Remake season is back again, this time with GV Films' TN07 AL 4777 -- the Tamil version of the Hindi film Taxi No 9211, which starred John Abraham. It has been re-furbished in Chennai, written and directed by A Lakshmikanthan. Like in the Hindi film, the Tamil version too has accomplished (more or less) actors as well.
They've roped in Jeeva to play the role of a narrator (Sanjay Dutt did it in Hindi). We have Manikandan (Pasupathy) who dresses up impressively every morning, fooling housewife Subha (Simran) into thinking he's an LIC agent when in fact he's a call-taxi driver who owes Rs 30,000, has switched 33 jobs in 10 years, drinks every night and is generally a cantankerous man who is fed up with life.
And then there's Gautham (Ajmal), the antithesis of Mani; straight out of a Van Heusen ad, possessing a posh flat and car, an expensive cell-phone from which he calls girlfriend Pooja. They're about to locate his father's real will, which will entitle him to Rs 500 crore, an amount which is now claimed by his father's one-time friend, Venkatramani. The guy's car goes bust on a night out and he flags Mani's taxi to get to court.
The stage is set, the characters have been introduced and everything should begin to race at breakneck speed except that it doesn't. The taxi itself is a stumbling-block. For example, it's got its registration number written all over it, has a sticker which says it's a 'call taxi' and yet, everyone flags it down as though it were a regular taxi.
Both men are understandably biting their nails off: one is bereft of money and willing to murder all the rich guys; the other has a huge inheritance that might slip out of his hands.

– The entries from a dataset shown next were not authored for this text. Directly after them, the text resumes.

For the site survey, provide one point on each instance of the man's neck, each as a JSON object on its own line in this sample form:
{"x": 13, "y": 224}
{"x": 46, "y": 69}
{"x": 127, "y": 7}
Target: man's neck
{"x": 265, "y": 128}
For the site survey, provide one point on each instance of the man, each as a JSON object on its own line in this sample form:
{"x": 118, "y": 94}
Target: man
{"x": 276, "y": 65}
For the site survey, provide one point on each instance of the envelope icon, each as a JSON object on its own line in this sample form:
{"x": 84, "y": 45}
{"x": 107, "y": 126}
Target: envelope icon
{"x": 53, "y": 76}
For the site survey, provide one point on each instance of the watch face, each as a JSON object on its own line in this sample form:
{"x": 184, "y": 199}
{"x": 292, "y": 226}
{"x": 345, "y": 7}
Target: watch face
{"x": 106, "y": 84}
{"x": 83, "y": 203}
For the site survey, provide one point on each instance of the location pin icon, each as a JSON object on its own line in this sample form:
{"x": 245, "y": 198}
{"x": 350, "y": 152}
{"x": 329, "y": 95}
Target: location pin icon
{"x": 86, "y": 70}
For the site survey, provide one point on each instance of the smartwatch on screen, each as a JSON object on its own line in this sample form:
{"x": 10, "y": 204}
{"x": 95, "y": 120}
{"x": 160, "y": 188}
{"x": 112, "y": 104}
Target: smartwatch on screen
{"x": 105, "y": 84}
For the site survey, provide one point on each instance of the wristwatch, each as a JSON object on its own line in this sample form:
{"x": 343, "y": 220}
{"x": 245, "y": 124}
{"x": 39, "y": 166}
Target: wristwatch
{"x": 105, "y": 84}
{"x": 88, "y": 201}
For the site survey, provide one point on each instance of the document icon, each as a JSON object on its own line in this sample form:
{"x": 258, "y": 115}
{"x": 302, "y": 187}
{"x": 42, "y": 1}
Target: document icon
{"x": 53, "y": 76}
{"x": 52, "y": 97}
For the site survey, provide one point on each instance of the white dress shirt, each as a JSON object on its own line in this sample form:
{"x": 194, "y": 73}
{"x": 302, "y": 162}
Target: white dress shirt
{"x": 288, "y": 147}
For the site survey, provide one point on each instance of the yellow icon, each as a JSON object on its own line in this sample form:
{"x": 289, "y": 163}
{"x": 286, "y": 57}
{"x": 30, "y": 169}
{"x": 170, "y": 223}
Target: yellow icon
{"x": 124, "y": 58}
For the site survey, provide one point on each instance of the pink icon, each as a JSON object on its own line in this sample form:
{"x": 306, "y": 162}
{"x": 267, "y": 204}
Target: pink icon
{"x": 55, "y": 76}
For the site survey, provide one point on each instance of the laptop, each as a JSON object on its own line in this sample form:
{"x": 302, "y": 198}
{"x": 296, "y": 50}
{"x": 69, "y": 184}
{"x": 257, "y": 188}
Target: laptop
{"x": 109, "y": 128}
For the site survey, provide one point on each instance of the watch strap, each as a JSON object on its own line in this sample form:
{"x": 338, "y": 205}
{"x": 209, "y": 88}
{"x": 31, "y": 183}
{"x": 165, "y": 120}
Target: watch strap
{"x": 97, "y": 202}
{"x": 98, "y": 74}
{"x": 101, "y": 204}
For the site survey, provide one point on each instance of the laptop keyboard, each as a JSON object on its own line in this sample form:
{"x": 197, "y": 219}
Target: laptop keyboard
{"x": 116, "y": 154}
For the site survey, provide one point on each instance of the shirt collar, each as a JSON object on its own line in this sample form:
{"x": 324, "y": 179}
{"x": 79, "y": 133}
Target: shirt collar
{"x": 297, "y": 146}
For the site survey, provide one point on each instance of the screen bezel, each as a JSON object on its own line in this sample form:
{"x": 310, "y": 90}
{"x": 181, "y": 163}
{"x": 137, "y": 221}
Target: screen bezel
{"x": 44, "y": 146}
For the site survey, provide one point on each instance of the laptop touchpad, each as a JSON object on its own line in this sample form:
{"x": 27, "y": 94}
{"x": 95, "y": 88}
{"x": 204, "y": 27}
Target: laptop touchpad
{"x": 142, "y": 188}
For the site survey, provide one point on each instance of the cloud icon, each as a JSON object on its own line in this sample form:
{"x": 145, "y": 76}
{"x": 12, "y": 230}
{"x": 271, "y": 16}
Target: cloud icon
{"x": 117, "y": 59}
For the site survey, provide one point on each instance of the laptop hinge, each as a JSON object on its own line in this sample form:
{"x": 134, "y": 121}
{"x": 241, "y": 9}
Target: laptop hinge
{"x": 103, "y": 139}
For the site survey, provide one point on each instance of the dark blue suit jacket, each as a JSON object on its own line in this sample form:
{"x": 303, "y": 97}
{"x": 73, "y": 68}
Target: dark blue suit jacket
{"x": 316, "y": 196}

Both hate each other almost on sight leading to frayed tempers, quarrels and then a full-fledged temper tantrum with smashed cars that would seem childish if it weren't irritating.
That, in a nutshell, is the biggest drawback of the movie. Despite a great performance by Pasupathi, every encounter between Mani and Gautham leaves you more frustrated than ever; each is long-drawn out and carries an artificiality that doesn't seem to gel well with the supposedly natural tone of the movie.
Ajmal might look really hot, but the person who has dubbed for him is not up to the mark. His so-called pub-hopping life isn't shown in much detail either, leading you to wonder exactly how he's deemed unable to manage his father's fortune.
Simran, who's capable of much more, is superb, even in a woefully small part. By the time the end comes, everyone in the theatre has either begun to howl at the dialogues (which are actually not that bad) or fallen asleep.
Padmashree Thottatharani proves exactly why he's among the best: Gautham's home is the epitome of wealth, while Mani's home is your typically lower middle class tenement with rundown pipes and doors with peeling paint.
Vijay Antony sings an Athichoo song that's reminiscent of Nakka Mukka but this time, he makes an appearance as well, a la Yuvan. R B Gurudev's camera is slick and tidy without any intrusions.
Hop on this taxi with discretion: the meter's okay, the tyres are good but there's no trusting the man behind the steering wheel, so the ride's bound to be a bumpy at best.